Some European oil majors have made inroads into the emerging U.S. offshore wind energy market, aiming to leverage their experience of deepwater development and the crowded offshore wind arena at home.
Late entrants to the offshore wind game in Europe, which began with a project off Denmark 25 years ago and is now approaching maturity, they are looking across the Atlantic at what they view as a huge and potentially lucrative new market.
Norway’s Statoil has won a license to develop a wind farm of the New York coast, is marketing its new floating turbine to California and Hawaii and is retraining some oil and gas staff to work in its wind division.
Royal Dutch Shell bid for a lease offshore North Carolina earlier this year while Denmark’s DONG Energy, a wind energy pioneer which agreed to sell its oil and gas business in May, is in a Massachusetts-based offshore wind consortium, holds a lease off the New Jersey coast and has opened an office in Boston.
Offshore wind generation began in the United States late last year, ironically after the election of President Donald Trump. He is skeptical about climate change, complains about subsidies for renewable energy and battled against an offshore wind farm near his Scottish golf resort.
However, a string of federal seabed leases were awarded before Trump took office and more are planned. The investment needed to get projects going is one of the biggest
obstacles.
“Undeniably, offshore wind is a big boys’ game because it requires large amounts of capital because scale is such an important cost driver,” said Samuel Leupold chief executive of DONG Energy’s offshore wind business.
While DONG has shifted decisively towards renewables, Statoil and Shell are still firmly rooted in fossil fuels and other major European oil companies, in common with their U.S. counterparts, have so far steered clear of U.S. offshore wind.
Washington estimates its potential at 2,000 gigawatts (GW), many times anticipated capacity in Europe of 25 GW by 2020, but U.S. federal subsidies expire at the end of 2019 and while they may be renewed by Congress, that is no means certain.
Costs in Europe have fallen to a level that enabled DONG to place a zero subsidy bid earlier this year, but offshore wind farms are still multi-billion dollar projects. A push into deeper U.S. waters and the bigger turbines needed to compete without subsidies will keep price tags high.
Early Days
Trump signed an executive order in March expected to roll back his predecessor Barack Obama’s plan requiring states to slash carbon emissions from power plants.
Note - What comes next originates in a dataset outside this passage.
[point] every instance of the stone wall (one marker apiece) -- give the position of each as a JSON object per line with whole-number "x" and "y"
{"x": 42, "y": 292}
There is also no carbon price mechanism across the United States like those in Europe and elsewhere, although there are two regional ones.
U.S. oil companies have some investments in solar and onshore wind, but when it comes to offshore wind, many say they are waiting for a time when government support is not needed.
“Chevron supports renewables that are scalable and can compete without subsidies,” said Morgan Krinklaw, a spokesman for Chevron, which owns an onshore wind farm.
A report from analysts at Lazard in December pegged the cost of U.S. offshore wind at $118 MWh, around twice as much as onshore wind or combined-cycle gas turbines.
Asked to comment on that figure, Statoil, which is building its first floating wind turbine park off the Scottish coast, said costs were coming down and it was working to drive them down further, partly by redeploying existing staff.
The company has about 1,000 employees in the U.S. oil industry, said Stephen Bull, senior vice president of the company’s wind business. “There’s scope for us to plug into our existing oil and gas supply chain,” he added, referring to existing contracts with equipment and service suppliers.
Statoil spokeswoman Elin Isaksen said she did not expect any of its offshore wind projects in the U.S. to have begun construction by 2019 and that it was too early to quote numbers for the New York project, while acknowledging there was, as yet, no supply chain.
“We expect to see – and will help – the supply chain evolve rapidly in step with the broader industry as offshore wind takes hold in the U.S. in the coming years,” she said.
In Virginia, where Spanish utility Iberdrola’s Avangrid has secured an offshore wind licence, a rich marine engineering heritage is expected to help local companies gain work. Smaller European oil and gas firms are also gaining work.
JDR Cable Systems, a British company that has traditionally supplied subsea power lines to oil and gas platforms, earlier this year won a $275 million contract to provide electric cables for the largest U.S. offshore wind farm off the Maryland coast.
“We are well placed to develop business in the U.S. because of the existing relationships we have in Europe,” said John Price, global sales director for renewables at JDR.
State level decision-making on electricity procurement, the next stage of getting offshore wind off the ground, is helping.
Massachusetts, where DONG has secured a seabed license, last year issued a law requiring its utilities to buy up to 1.6 GW of offshore wind power by June 2027, with a tender to be held later this year.
DONG’s North America wind power president Thomas Bostrom said it would bid in the Massachusetts power purchase tender in December and would not comment on costs ahead of that. He too, emphasized his company was playing the long game.
“As excited as we are for offshore wind in the U.S., we are still in the early days of the industry,” Bostrom said.